金融機関と民間事業者の間にあるボトルネックの解消は、民間事業者の新産業創出だけではなく、市民の意識も変えます。

次のアクションとして、市民が積み立てていくタイプのファンドも計画しています。
その上で、実経済でのイノベーションにもこだわりたいと思っています。

市場経済と相性が悪い分野でも課題解決は可能
政策から新規事業開発まで、トータルで何百件もの事例を生み出してきました。

例えば、学校では1人1台のPCやタブレットがありますが、以前はそうではありませんでした。
そういう変化の裏側にも、我々がいることもあります。
これは、ミダスキャピタルの皆さんと作り上げたNPOのサーチファンド(※) のモデルです。
▶編集注:サーチファンドとは、経営者を目指す個人が投資家の支援を受けながら企業のM&A/事業承継を主導し、自ら承継先の経営に携わる投資の仕組み(サーチファンド・ジャパンより)。

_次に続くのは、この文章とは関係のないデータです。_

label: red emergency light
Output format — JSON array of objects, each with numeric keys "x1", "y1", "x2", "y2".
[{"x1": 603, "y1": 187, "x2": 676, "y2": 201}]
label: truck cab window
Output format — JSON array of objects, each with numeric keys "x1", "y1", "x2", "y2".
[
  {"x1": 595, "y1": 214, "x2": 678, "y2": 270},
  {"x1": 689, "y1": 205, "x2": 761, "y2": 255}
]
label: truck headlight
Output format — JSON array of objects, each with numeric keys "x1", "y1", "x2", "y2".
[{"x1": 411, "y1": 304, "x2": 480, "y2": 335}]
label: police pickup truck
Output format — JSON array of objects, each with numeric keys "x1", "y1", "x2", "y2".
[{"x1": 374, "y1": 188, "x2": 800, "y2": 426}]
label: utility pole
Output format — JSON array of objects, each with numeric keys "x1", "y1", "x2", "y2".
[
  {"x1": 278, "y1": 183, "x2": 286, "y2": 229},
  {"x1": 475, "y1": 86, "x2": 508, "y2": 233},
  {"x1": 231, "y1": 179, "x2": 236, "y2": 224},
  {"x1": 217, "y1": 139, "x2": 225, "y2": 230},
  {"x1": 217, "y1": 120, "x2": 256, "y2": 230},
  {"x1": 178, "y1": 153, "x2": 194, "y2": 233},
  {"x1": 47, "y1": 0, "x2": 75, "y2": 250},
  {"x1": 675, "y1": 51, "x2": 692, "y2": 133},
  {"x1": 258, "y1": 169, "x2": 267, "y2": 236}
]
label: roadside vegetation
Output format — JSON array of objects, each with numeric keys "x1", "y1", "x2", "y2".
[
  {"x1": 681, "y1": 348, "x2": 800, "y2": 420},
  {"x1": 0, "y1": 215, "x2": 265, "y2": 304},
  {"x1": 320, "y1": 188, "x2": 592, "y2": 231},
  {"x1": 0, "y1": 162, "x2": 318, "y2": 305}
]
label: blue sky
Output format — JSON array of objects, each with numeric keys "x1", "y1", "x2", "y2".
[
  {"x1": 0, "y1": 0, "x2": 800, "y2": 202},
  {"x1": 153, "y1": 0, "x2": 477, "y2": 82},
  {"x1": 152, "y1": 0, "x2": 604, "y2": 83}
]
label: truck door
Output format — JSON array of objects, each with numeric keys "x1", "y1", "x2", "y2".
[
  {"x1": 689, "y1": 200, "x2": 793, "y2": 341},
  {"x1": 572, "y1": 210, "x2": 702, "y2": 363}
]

ファンド収益の10%と代表の個人資産で設立した財団(NPO法人ミダス&ストークサポート)を活用し、社会問題領域で最もセンシティブで難易度の高いテーマの一つである、特別養子縁組事業に参入した事例です。
ビジネスセクターでのマネジメント知見とNPOセクターの現場力を組み合わせて、市場経済と非常に相性の悪い分野での問題解決もできるようになっています。
社会課題解決のエコシステムを日本の新産業に
この先にあるのは、社会課題解決に自律的にリソースが集まる仕組みです。

営利も非営利も、ビジネスで解決すべき領域とそうではない領域の境目は、技術やビジネスモデルの革新で常に変化し続けます。
それでも今、目の前で解決しないといけない問題もたくさんあります。
命の問題や次世代の問題など、事業領域になるのを待っていられないテーマもたくさんあります。
事業性の低い領域に再配分のリソースを集中させ、事業として扱える社会問題をどんどん増やしていくと、それが再配分の原資となる、我々はそんな未来を見ています。
社会課題への取り組みは大きな産業になります。

国と自治体を合わせて支出は250兆円で、社会課題先進国として輸出産業化することが日本の新産業だと考えています。
ありがとうございました。

(終)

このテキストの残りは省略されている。